戦争は、音楽家たちも見逃しませんでしたー日本音楽文化協会の冊子に見る
日本音楽文化協会は、内務省情報局と文部省の管轄で1941(昭和16)年11月に結成された組織で、基本的に、すべての音楽家が加盟する形になっていたようです。この協会に入らないと紙の配給も受けられないので楽譜が入手できず、作曲ができないという、厳しいものでした。
狙いはもちろん、戦意高揚であり、国策にいかに協力させるかという組織でした。1943(昭和18)年には、同様の主旨で結成されていた演奏家協会と合併し、同年12月に創刊号(第1巻第1号)の月刊誌「音楽文化」の発行を始めました。創刊号によると、情報局などの指導による音楽雑誌の第二次統合で「音楽の友」「レコード文化」「国民の音楽」「音楽公論」「吹奏楽」「音楽文化新聞」「音響」の7誌が廃刊に、代わって音楽関係者向けの「音楽文化」、啓蒙用の「音楽知識」の2誌が創刊されたということです。音楽文化は、堀内敬三が編集長を担当しました。今回、1944年9月号と10月号を入手しましたので、音楽の戦時利用の一端をお伝えします。
いずれもA5判50㌻で65銭でした。ちなみに、1944年ともなると、さまざまな方面で無理がかかってきていて、特に楽譜の印刷に手間がかかるということで、7月ごろから発行が遅れ始めたということです。
では、9月号の表紙にある目次を見てみます。
「大東亜民族音楽文化の性格」では、大東亜共栄圏の国々を軍事的側面で見過ぎていなかったかということで紹介する内容。もう、フィリピンまで米軍が迫っていましたが。「音楽の空襲対策」では、日本音楽文化協会が積極的に宣伝活動をするための「音楽挺身隊」という名称を4月3日に作っているのですが、そうした活動が空襲の際、直後が良いか、落ち着いてからが良いか、という論議をしています。人心が落ち着いてからという方向が大勢でしたが、例えば防空壕に避難している時など、不安を和らげることがあるとしたり、工夫次第という形になっています。
また、この8月から都会の学童疎開が始まっていることから、「疎開学童の音楽教育」という項目が立てられています。

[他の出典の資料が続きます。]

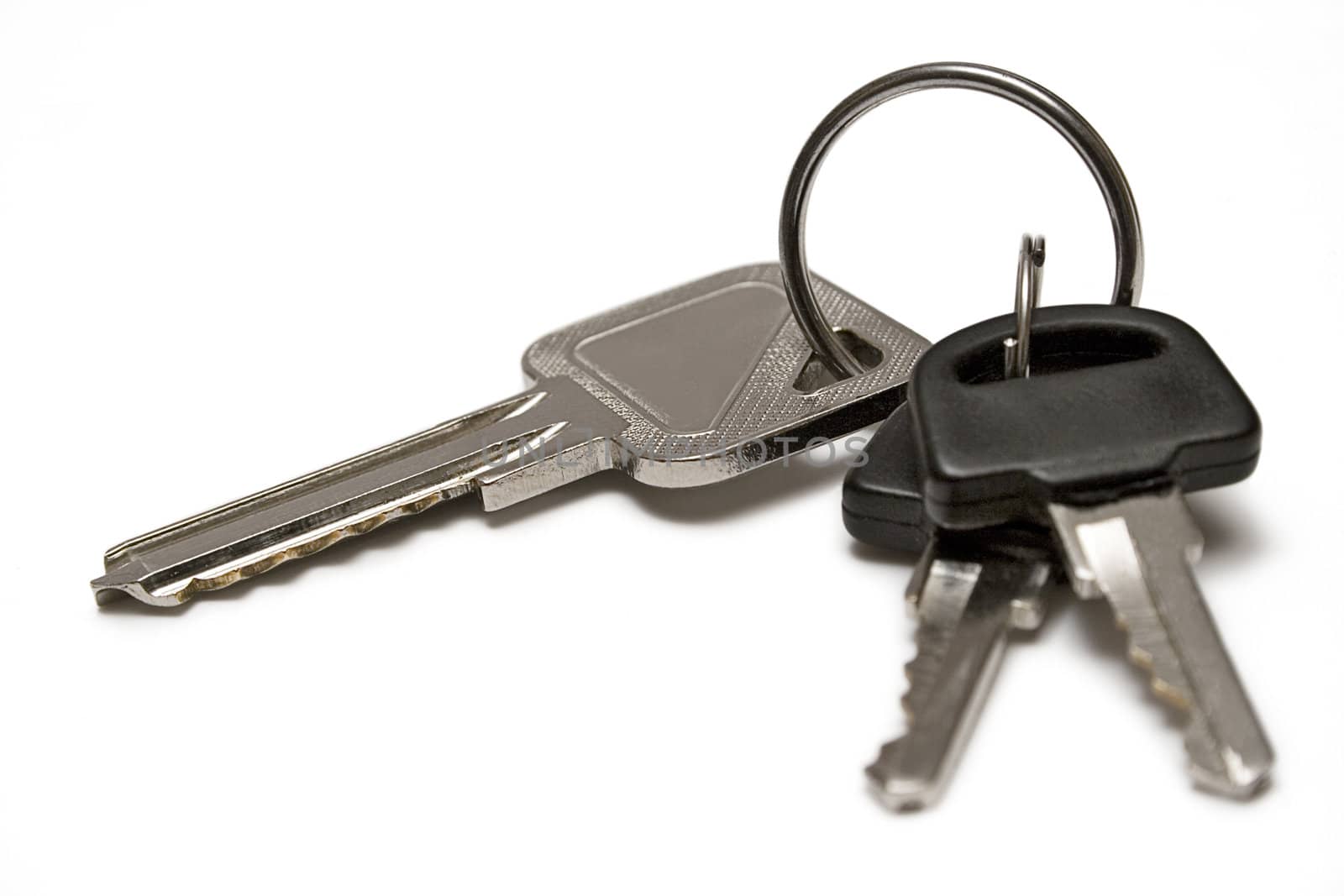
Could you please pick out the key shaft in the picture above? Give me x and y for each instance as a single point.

そして「音楽挺身隊の出動」では、聞かせるより歌わせることを主とし「知っている軍歌、国民歌を、声の限り歌わせることに主眼を置く」と基本的なことを説明していることから、逆に、まだまだ理解が進んでいなかったことを示します。
また、国民の歌の曲の募集、サイパン殉国の歌や空の神兵などの楽譜を掲載していました。
そして10月号の目次を見ますと、特集が「音楽の戦力化」となっています。特に「直接戦力としての聴覚訓練」とはいかなる内容か。
記事をざっと読んだところ、リズム感のある人のほうが聴覚に優れているということで、さまざまな戦場で役立つといった内容でした。「決戦下の音楽総動員」は、従来あった移動音楽会が「封じられて」来たとし、4月3日に挺身隊を決議したはいいが、具体的にどうするか分からないので、8月7日から27日にかけて「演習」を行い、工場や国民学校に出向くなどしたものの、まだ社会に浸透させられていないとしました。そして、できるだけ従来の「慰問」から外れているところに行くという方向を確認しています。
そしてこの号には、こうした音楽挺身隊用の楽曲として3曲の楽譜を掲載しました。こののち、写真週報などを見ると、各地の工場での活動の様子がうかがえたりしますが、空襲の激化とともに、その活動も困難を増したことは明らかでしょう。敗戦後の1945年10月に解散となっています。
ところで、少ないながらも広告がいくつかありましたので、当時の世相を感じてもらいたいと思い、紹介します。9月号裏表紙は、新レコード。もう、軍歌ですね。そして中面には、レコードの「竹針」の広告が。日中戦争開戦間もなく、レコード用の鋼鉄の針は製造規制となり、竹針が普及していました。
そして10月号裏表紙。山葉ピアノ、オルガンの広告では「勝抜く為に楽器も一役」という無理なコピーが。鼓笛隊用品の広告は「勇壮な団体音楽」と、これも軍国風に苦労しています。
それにしても、こうした雑誌を見るにつけ、自由な演奏活動ができるというだけでも、大切なことなのだなとしみじみ思えてきます。言論の自由などと同様に、音楽演奏、作曲の自由も大切なのだなと。戦意高揚を目的としなければいけないーに始まり、戦争で役に立つ聴覚を育てるための音楽と来た日には、泣けてきます。戦争は、あらゆるものを動員していくのです。見逃されるものはないのです。